Step Two: Contributions
The court will consider financial contributions, non-financial contributions, contributions to the care and welfare of the family, and contributions in the capacity of homemaker or parent. Financial contributions are any monetary contribution related to acquisition, conservation, and improvement of the property and refers to contributions made before the marriage, during the marriage, and after separation. On the other hand, an example of a non-financial contribution would be where one party performs maintenance or renovations of any family asset.
Often, especially when considering long relationships, the court will make a determination that the parties contributed equally. However, each situation is unique, and may not call for a determination of equal contribution. The court can make necessary adjustments to account for your unique circumstances.
One situation that is given special attention with regard to contribution is violence.

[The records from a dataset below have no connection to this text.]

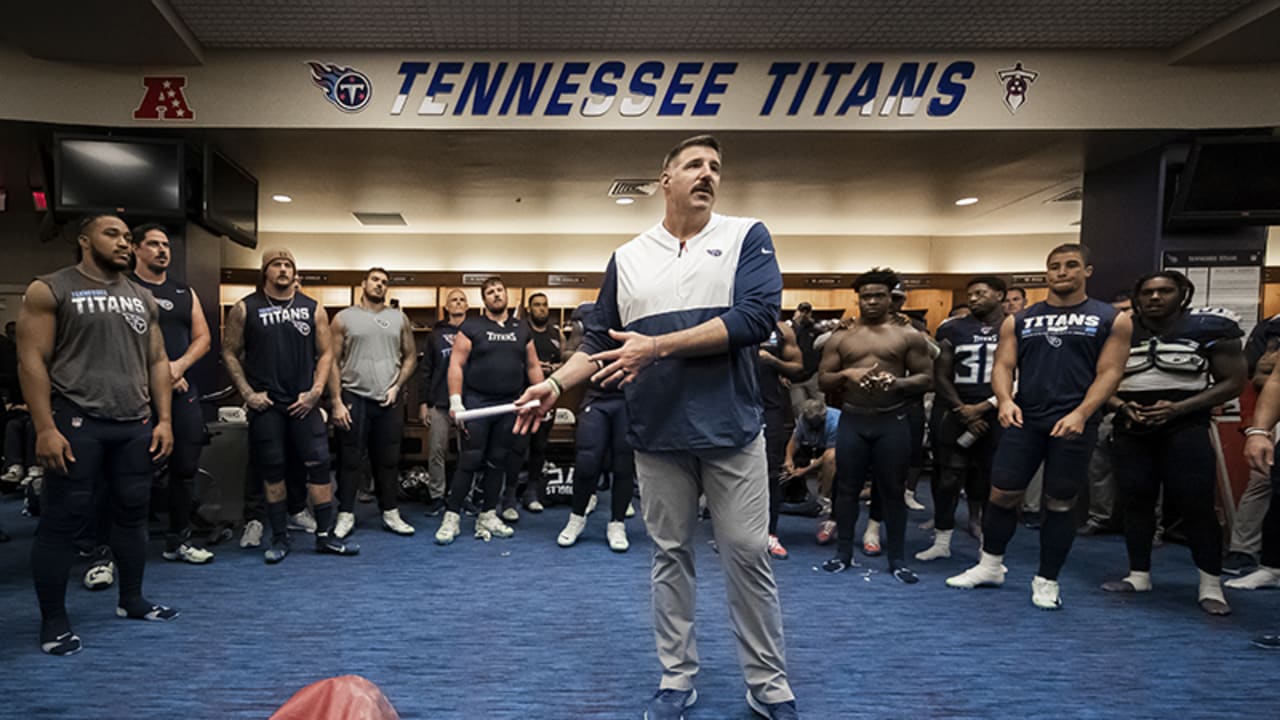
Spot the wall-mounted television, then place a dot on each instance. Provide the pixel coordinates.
(118, 174)
(1229, 181)
(229, 199)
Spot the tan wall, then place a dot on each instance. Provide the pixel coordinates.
(540, 253)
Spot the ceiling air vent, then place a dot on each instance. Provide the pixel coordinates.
(380, 219)
(632, 187)
(1074, 195)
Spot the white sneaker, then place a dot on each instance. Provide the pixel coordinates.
(617, 534)
(394, 523)
(1255, 580)
(252, 536)
(1046, 593)
(912, 504)
(346, 523)
(188, 554)
(304, 520)
(572, 529)
(488, 524)
(979, 577)
(449, 528)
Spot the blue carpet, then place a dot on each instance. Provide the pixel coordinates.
(524, 629)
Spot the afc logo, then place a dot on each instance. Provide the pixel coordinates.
(1016, 80)
(164, 100)
(346, 87)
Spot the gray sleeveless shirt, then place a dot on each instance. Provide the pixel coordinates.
(101, 346)
(370, 354)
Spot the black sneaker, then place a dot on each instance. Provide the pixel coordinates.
(1238, 564)
(333, 545)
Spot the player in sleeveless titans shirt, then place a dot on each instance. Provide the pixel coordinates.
(600, 434)
(277, 350)
(374, 358)
(96, 378)
(186, 340)
(493, 360)
(778, 358)
(1069, 354)
(964, 425)
(1182, 364)
(433, 393)
(530, 451)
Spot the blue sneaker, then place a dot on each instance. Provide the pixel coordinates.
(775, 711)
(670, 705)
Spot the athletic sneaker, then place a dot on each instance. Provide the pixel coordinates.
(394, 523)
(278, 551)
(572, 529)
(154, 613)
(773, 711)
(304, 520)
(1258, 579)
(488, 524)
(100, 573)
(344, 525)
(1046, 593)
(670, 705)
(776, 550)
(981, 575)
(912, 504)
(252, 534)
(449, 528)
(1238, 564)
(826, 532)
(617, 534)
(188, 552)
(328, 543)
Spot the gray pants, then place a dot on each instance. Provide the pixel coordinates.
(735, 482)
(438, 449)
(1247, 524)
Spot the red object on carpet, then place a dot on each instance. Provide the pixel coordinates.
(347, 697)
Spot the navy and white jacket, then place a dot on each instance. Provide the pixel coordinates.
(727, 270)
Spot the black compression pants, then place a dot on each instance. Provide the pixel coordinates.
(374, 436)
(110, 455)
(1182, 460)
(877, 443)
(602, 431)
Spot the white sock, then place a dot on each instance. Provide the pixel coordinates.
(1211, 587)
(1139, 580)
(872, 531)
(990, 561)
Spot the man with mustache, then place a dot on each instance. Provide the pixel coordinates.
(679, 322)
(97, 382)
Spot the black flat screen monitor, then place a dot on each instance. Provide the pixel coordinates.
(128, 176)
(1230, 181)
(231, 199)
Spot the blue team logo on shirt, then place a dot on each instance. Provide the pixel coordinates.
(346, 87)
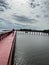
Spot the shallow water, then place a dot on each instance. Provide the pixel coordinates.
(31, 49)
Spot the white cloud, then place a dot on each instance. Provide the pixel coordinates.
(23, 8)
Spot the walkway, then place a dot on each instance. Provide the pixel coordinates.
(31, 49)
(6, 46)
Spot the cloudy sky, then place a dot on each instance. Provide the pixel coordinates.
(30, 14)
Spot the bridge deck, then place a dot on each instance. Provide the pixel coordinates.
(31, 49)
(5, 49)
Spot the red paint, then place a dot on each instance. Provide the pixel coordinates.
(6, 49)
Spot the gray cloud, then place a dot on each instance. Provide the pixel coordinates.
(3, 5)
(24, 19)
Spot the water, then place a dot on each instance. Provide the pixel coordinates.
(31, 49)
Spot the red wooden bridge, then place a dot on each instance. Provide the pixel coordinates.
(7, 41)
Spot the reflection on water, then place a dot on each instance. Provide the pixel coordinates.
(31, 49)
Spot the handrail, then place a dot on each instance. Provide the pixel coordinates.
(3, 35)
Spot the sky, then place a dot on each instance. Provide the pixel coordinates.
(20, 14)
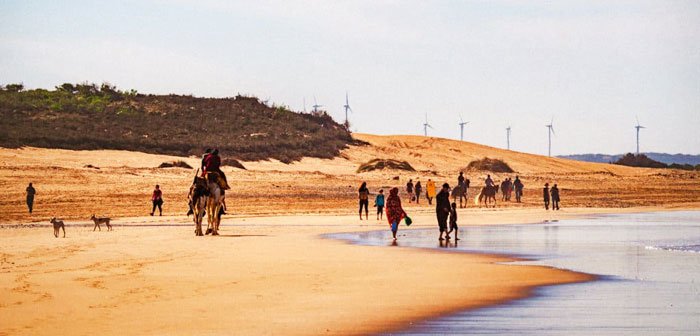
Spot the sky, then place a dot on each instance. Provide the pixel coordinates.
(592, 67)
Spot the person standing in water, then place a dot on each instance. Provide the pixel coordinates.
(157, 200)
(555, 197)
(430, 191)
(453, 221)
(30, 197)
(379, 203)
(418, 188)
(394, 211)
(518, 185)
(364, 199)
(442, 208)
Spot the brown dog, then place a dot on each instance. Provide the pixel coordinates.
(57, 226)
(100, 220)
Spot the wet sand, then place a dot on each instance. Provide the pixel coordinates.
(648, 267)
(265, 275)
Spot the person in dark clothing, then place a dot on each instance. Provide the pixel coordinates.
(555, 197)
(157, 200)
(453, 221)
(30, 197)
(409, 190)
(419, 189)
(442, 208)
(364, 199)
(212, 164)
(204, 157)
(518, 185)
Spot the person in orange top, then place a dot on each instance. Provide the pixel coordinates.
(394, 211)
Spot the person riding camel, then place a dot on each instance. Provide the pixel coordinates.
(489, 181)
(212, 164)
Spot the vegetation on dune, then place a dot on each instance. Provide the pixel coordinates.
(492, 165)
(88, 116)
(380, 164)
(643, 161)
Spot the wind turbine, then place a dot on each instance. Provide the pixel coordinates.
(461, 127)
(347, 108)
(549, 134)
(508, 137)
(638, 127)
(426, 125)
(315, 106)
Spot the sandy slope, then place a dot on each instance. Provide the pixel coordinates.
(269, 275)
(122, 185)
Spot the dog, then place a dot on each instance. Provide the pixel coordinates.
(100, 220)
(57, 226)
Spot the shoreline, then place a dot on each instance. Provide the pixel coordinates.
(500, 283)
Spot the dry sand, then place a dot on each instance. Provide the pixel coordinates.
(265, 275)
(271, 272)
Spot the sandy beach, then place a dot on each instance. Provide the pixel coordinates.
(266, 275)
(271, 272)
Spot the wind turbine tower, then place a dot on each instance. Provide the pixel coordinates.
(638, 127)
(550, 126)
(508, 137)
(347, 108)
(461, 128)
(426, 125)
(315, 106)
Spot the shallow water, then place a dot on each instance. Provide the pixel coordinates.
(648, 265)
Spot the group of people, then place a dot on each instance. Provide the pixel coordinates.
(446, 212)
(508, 186)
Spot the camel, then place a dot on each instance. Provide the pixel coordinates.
(199, 194)
(214, 204)
(57, 226)
(487, 193)
(461, 191)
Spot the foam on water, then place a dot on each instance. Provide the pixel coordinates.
(649, 268)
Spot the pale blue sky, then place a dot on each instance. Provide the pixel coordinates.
(592, 65)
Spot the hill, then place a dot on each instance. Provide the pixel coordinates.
(87, 116)
(661, 157)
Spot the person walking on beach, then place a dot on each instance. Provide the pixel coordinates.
(418, 188)
(379, 203)
(394, 211)
(430, 191)
(409, 190)
(518, 185)
(157, 200)
(442, 208)
(555, 197)
(453, 221)
(488, 181)
(364, 199)
(30, 197)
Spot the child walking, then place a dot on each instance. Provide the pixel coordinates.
(379, 203)
(453, 221)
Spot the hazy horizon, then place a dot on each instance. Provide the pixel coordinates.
(592, 66)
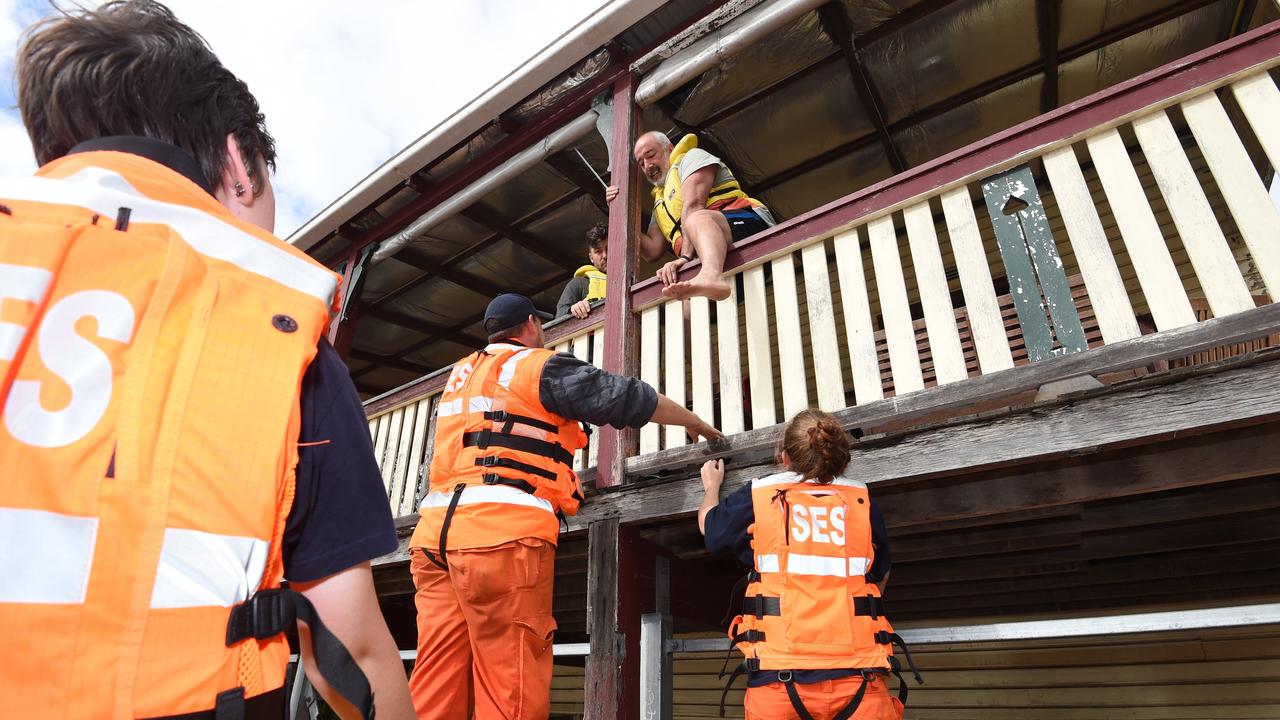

If violence during the marriage or relationship had an adverse impact on a party’s contributions to the marriage, the judge will consider this when assessing the respective contributions of the parties.
Step Three: Additional Factors
This step helps the courts in addressing the future needs of the parties. The court will consider all relevant factors, including but not limited to:
- the age and state of health of each party,
- the income, property and financial resources of each party and their physical and mental capacity for achieving gainful employment,
- responsibility for a child of the marriage who is less than18 years old,
- commitments necessary for a party to support themselves or to support any other person that the party has a duty towards,
- eligibility for a pension, allowance or benefit,
- the standard of living which is reasonable in the circumstances,
- whether the relationship has affected the earning capacity of a party and to what extent,
- if either party is living with someone else, the financial circumstances arising from cohabitating with another person,
- the terms of any Orders made in relation to the property of the parties and the terms of any binding financial agreement.
Step Four: “Just and Equitable”
The last step in the property division scheme requires to court to ensure that the proposed order is both just and equitable. This step is intended to allow the court to take a step back from the proceedings, and a whole, determine if the order is appropriate. The order should only be finalised if it is fair for each party. What is fair for one couple may not be fair for another couple, and thus determining fairness is wholly dependent on the circumstances of each individual case.
Variations of Property Orders
Despite the objective of ending the economic ties between the parties, property orders may in fact be varied after they have been issued. Variations are only permissible under certain circumstances. The Family Law Act only allows for reconsideration of a property order where both parties have consented, or where one party makes an application and the court is satisfied that at least one of the following is applicable:
- there has been a miscarriage of justice by reason of fraud, duress, suppression of evidence, etc.
- circumstances have arisen since the order was made that has rendered it impracticable for all or part of the order to be carried out
- a person has defaulted in carrying out an obligation imposed by the order, and as a result it is just and equitable to vary or set aside the order
- circumstances have arisen since the order relating to a child or the marriage or relationship, and hardship will occur if the order is not set aside or varied
- a proceeds of crime order concerning property of the marriage or relationship, or such an order has been made against a party to the marriage or relationship.
Should you be in a situation where you anticipate property division, the best thing for you and your former partner to do is to work through steps one through four before bringing property proceedings. This will often help you avoid having to go through litigation to arrange for your property division.